Wednesday, February 12, 2020
Yield Curve Inverts
In the textbook, we discussed a normal, or upward sloping, term structure, and an inverted, or downward sloping, term structure. The U.S. Treasury yield curve inverted again on Monday, after inverting at the end of January and in March 2019. An inverted yield curve has preceded the last seven U.S. recessions. However, several analysts are not convinced a recession will result from this inversion. U.S. Treasuries are regarded as a safe haven investment. Given economic issues around the world, the low 10-year yield may be driven by the demand for this bond, not U.S. economic conditions. Here is a question for you: Notice in the first sentence (and in the textbook), we discuss the term structure, but then change to the yield curve. What is the difference between the term structure and a yield curve?
Tuesday, February 11, 2020
Cash Balances Increase
The old expression "cash is king" is often followed by corporate treasurers, especially when the economic outlook is uncertain. In the 2019 Cash Management Survey, 42 percent of companies increased cash balances, while only 22 percent reduced cash. Additionally, 62 percent of companies are net investors, with only 38 percent are net borrowers, another indication of a fight to cash. One significant issue found in the survey was that more companies experienced a decrease in operating cash flow during 2019 compared to 2018, an indication of why corporate treasurers are becoming more conservative.
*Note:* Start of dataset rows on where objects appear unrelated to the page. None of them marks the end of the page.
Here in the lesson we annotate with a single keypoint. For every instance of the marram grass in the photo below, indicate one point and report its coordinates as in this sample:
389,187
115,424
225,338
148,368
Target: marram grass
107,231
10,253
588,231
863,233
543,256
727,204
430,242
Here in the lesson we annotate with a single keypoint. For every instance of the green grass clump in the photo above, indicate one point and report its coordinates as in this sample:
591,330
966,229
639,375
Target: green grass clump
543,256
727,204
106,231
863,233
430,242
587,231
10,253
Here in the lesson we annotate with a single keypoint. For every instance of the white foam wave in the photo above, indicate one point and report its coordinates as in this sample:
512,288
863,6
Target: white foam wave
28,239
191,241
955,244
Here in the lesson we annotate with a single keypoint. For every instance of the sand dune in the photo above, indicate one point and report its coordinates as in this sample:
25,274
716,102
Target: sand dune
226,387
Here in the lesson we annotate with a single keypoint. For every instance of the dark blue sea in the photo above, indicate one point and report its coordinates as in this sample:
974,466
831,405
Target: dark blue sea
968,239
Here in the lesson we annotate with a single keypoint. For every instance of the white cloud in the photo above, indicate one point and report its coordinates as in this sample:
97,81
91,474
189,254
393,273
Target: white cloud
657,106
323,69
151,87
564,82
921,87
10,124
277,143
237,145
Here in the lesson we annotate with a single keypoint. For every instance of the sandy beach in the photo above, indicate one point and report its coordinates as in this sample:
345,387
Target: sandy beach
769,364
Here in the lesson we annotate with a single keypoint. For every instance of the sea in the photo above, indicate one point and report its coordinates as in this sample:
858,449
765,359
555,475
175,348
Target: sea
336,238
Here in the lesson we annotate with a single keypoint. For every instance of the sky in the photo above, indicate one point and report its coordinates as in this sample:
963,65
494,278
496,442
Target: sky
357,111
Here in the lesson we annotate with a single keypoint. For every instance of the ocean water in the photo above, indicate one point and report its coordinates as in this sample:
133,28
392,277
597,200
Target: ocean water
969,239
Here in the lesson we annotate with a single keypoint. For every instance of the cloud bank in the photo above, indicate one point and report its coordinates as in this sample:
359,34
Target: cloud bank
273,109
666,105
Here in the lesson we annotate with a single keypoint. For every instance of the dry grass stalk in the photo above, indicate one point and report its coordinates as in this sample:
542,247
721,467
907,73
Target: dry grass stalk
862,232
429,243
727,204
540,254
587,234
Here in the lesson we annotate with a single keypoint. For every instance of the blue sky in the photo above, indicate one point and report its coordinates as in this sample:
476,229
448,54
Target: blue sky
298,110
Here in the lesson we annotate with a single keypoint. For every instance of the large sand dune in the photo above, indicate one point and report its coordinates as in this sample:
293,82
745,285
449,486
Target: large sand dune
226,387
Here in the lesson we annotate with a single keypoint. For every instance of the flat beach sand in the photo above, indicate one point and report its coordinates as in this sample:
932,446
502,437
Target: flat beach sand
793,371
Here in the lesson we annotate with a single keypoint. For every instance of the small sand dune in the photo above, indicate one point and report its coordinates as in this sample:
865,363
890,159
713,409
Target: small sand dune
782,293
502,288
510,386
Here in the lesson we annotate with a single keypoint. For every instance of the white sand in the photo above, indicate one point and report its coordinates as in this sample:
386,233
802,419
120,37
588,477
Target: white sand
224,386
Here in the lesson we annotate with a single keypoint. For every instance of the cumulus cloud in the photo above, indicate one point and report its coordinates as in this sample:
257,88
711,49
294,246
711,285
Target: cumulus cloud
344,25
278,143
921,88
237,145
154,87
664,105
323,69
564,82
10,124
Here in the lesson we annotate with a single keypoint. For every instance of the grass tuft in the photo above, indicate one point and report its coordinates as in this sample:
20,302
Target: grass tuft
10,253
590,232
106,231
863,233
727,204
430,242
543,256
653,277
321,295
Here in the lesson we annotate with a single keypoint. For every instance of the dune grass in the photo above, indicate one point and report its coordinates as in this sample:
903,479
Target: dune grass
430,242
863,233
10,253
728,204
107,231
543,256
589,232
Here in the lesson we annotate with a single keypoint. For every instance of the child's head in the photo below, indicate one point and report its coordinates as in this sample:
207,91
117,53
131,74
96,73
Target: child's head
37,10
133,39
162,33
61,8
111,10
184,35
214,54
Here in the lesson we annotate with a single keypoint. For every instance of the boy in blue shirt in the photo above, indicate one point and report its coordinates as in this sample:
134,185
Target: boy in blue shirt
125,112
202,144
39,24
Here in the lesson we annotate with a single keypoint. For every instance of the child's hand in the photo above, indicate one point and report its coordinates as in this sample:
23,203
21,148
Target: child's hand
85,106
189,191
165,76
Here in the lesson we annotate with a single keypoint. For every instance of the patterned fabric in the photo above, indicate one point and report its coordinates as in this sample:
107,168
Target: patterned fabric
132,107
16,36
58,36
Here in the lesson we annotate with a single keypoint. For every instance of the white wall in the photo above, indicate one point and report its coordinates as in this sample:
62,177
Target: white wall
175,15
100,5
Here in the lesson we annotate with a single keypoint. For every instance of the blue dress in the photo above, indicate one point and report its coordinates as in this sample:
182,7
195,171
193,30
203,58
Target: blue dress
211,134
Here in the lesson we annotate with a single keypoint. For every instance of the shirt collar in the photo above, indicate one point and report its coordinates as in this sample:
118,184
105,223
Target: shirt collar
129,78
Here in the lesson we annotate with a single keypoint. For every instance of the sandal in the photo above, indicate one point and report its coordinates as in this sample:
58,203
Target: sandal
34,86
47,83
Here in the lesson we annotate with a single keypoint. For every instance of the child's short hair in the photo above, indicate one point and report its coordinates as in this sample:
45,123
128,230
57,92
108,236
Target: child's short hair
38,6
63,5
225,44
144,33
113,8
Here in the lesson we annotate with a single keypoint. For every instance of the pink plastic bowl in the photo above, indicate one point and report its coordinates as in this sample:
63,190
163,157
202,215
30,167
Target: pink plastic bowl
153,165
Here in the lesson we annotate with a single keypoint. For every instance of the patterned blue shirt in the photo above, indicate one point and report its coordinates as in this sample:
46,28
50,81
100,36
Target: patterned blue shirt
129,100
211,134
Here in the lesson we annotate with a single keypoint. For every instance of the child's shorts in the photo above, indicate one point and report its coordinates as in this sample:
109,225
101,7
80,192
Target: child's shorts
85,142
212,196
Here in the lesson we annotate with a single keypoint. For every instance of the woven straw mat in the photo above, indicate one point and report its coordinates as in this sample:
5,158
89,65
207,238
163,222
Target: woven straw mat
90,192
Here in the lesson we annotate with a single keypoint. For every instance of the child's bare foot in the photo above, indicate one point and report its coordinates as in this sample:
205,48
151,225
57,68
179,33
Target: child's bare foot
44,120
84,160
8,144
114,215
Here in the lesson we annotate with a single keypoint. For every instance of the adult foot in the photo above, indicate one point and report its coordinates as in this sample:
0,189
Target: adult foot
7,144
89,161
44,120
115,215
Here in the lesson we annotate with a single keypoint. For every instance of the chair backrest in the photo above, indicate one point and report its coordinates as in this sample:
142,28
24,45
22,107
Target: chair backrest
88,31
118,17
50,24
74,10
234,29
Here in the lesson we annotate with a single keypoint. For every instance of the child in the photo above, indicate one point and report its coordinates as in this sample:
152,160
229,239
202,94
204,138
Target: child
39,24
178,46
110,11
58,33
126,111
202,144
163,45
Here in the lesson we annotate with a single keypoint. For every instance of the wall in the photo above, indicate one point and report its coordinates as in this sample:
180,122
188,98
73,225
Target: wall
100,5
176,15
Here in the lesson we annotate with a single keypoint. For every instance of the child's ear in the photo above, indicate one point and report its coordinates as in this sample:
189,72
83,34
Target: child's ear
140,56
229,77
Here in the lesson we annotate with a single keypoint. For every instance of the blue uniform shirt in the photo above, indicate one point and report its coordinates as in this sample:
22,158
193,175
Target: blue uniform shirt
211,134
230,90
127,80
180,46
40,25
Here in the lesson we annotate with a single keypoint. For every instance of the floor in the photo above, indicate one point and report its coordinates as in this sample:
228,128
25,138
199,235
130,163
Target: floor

FX Hurts North American Profits
According to a recent report, currency exchange fluctuations reduced North American corporate profits by $11.55 billion in the third quarter of 2019. The loss amounts to an average reduction of $.03 in EPS. The euro was the currency which caused the most losses, affecting about 46 percent of companies. The British pound, Argentine peso, the Australian dollar, and Chinese yuan were next on the list of most impactful currencies.